Forum Discussion
Only Powerpoint templates in Create in Office.com
This is a very common point of confusion for Microsoft 365 administrators, and you've stumbled upon a key difference in how Microsoft handles templates between desktop and web applications.
You are correct. The behavior you're seeing is by design. The PowerShell command you ran is the direct cause.
When you run this command:
Set-SPOTenant -OrganizationAssetsLibraryUrl <URL> -OrganizationAssetsLibraryType OfficeTemplateLibrary
You are telling your entire Microsoft 365 tenant: "From now on, for all web-based Office apps (like create.office.com), ignore the default Microsoft template gallery and only show templates from this specific SharePoint library."
This is why you only see your organization's templates on the web. The web applications are respecting your central configuration.
You can maybe use this workaround to resolve this.
The "Best of Both Worlds"
The create.office.com service needs to be able to read the files in your template library. When permissions are too restrictive, it falls back to showing only what it can guarantee access to, which in a misconfigured state can sometimes result in an empty or limited view. However, the most common reason for seeing only your templates is that the setting is working as intended, but you want to add the Microsoft ones back.
Unfortunately, you cannot simply "add" the Microsoft gallery back. The OrganizationAssetsLibrary setting is designed to be an override, not an addition.
The Real Solution for a Hybrid Approach:
The intended way to have both is to populate your organization's template library with the Microsoft templates you want your users to have.
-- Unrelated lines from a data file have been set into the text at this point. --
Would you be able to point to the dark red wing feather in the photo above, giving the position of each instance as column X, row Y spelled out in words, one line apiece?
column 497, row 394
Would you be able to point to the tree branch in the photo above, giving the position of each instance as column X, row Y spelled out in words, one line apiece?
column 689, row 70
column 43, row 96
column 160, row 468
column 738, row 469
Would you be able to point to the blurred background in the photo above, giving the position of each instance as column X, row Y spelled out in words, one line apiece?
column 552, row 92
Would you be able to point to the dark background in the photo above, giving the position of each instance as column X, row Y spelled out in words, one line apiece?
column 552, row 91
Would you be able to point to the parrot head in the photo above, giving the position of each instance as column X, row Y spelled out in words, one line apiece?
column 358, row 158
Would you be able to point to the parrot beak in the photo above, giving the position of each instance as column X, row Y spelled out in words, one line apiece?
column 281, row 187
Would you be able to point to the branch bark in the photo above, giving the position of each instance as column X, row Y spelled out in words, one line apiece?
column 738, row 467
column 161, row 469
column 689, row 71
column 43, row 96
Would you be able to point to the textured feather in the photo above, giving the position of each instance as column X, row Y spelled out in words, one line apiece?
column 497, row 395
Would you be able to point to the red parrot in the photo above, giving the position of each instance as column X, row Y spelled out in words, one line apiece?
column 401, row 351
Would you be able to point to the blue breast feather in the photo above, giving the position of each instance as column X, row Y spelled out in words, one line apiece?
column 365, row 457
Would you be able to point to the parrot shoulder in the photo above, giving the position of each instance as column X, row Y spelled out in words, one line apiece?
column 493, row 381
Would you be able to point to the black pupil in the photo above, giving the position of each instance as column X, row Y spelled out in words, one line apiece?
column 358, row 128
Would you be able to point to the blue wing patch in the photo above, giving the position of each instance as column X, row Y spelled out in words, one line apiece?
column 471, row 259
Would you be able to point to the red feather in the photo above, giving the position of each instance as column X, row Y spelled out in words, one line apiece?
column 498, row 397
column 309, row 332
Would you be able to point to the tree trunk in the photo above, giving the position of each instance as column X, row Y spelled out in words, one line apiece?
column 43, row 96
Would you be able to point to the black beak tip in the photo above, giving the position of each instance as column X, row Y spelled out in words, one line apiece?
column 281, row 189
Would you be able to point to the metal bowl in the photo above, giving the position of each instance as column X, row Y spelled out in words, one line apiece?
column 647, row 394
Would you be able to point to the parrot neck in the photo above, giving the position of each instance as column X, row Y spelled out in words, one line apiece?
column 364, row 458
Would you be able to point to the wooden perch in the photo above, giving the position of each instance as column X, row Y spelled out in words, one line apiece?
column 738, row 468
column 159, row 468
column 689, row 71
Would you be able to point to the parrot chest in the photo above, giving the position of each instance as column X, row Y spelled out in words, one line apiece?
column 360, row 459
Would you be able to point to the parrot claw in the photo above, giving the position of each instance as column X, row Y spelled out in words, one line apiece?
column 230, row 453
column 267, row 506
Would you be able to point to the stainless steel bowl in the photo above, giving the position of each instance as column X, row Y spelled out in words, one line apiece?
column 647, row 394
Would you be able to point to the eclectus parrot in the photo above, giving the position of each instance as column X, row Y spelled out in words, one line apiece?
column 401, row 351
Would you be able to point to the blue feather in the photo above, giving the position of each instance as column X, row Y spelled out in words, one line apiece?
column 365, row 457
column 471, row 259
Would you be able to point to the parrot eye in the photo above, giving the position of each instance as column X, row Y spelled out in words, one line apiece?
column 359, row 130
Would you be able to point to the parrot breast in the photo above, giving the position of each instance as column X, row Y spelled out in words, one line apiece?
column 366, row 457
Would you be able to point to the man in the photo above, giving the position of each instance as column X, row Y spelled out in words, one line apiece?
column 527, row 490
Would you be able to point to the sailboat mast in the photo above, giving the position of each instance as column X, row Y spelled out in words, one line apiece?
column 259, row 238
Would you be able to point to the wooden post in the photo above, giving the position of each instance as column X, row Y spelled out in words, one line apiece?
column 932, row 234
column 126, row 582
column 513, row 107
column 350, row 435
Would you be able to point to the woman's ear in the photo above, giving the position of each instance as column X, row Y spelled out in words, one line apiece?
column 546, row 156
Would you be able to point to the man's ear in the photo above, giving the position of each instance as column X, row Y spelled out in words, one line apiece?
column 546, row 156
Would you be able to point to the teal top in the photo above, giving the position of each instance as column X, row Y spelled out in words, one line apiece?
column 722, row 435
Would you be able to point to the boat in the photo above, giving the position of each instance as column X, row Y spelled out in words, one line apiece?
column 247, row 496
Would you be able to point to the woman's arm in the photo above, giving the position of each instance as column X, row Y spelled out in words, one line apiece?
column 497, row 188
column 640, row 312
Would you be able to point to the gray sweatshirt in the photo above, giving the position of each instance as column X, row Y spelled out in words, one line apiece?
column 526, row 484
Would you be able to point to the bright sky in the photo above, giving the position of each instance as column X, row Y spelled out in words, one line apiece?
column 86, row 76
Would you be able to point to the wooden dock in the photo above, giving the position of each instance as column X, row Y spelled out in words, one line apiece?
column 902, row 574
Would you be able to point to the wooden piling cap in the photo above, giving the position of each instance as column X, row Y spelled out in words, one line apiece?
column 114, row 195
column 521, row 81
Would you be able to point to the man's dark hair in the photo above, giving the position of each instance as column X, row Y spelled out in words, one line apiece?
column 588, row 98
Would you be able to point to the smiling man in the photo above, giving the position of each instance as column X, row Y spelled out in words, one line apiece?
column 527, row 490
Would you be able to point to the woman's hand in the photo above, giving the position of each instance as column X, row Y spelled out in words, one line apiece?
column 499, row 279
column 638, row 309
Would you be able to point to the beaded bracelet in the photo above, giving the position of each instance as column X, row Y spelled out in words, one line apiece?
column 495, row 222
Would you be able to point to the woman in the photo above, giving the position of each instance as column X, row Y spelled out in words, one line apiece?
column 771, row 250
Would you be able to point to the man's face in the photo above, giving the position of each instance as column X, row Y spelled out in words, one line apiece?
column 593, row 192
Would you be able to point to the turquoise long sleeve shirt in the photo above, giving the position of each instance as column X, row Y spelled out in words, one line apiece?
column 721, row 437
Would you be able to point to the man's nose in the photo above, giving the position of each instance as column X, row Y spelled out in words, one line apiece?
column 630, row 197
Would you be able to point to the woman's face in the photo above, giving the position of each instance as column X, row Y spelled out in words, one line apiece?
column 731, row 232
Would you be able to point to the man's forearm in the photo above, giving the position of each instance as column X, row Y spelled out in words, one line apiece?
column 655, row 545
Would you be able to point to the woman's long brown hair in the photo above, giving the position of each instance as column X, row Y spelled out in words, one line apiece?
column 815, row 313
- Download the desired Microsoft templates (e.g., a project plan, a pitch deck) from the public Microsoft template gallery or from a machine where they are available in the desktop app.
- Upload these .potx, .dotx, and .xltx files into your designated SharePoint library (https://tenant.sharepoint.com/sites/sjablonen/OfficeTemplates).
- Ensure Permissions are Correct: The library must be accessible by the users. The easiest way is to ensure that "Share with Everyone" or at least a broad security group that includes all your users has Read permissions on the site and the library. The create.office.com service acts on behalf of the user, so if the user can't see the file, the service won't show it.
When you do this, users will see your custom templates and the Microsoft templates you've added to the library, all in one place in the web app.
I hope this information helps you with your plans.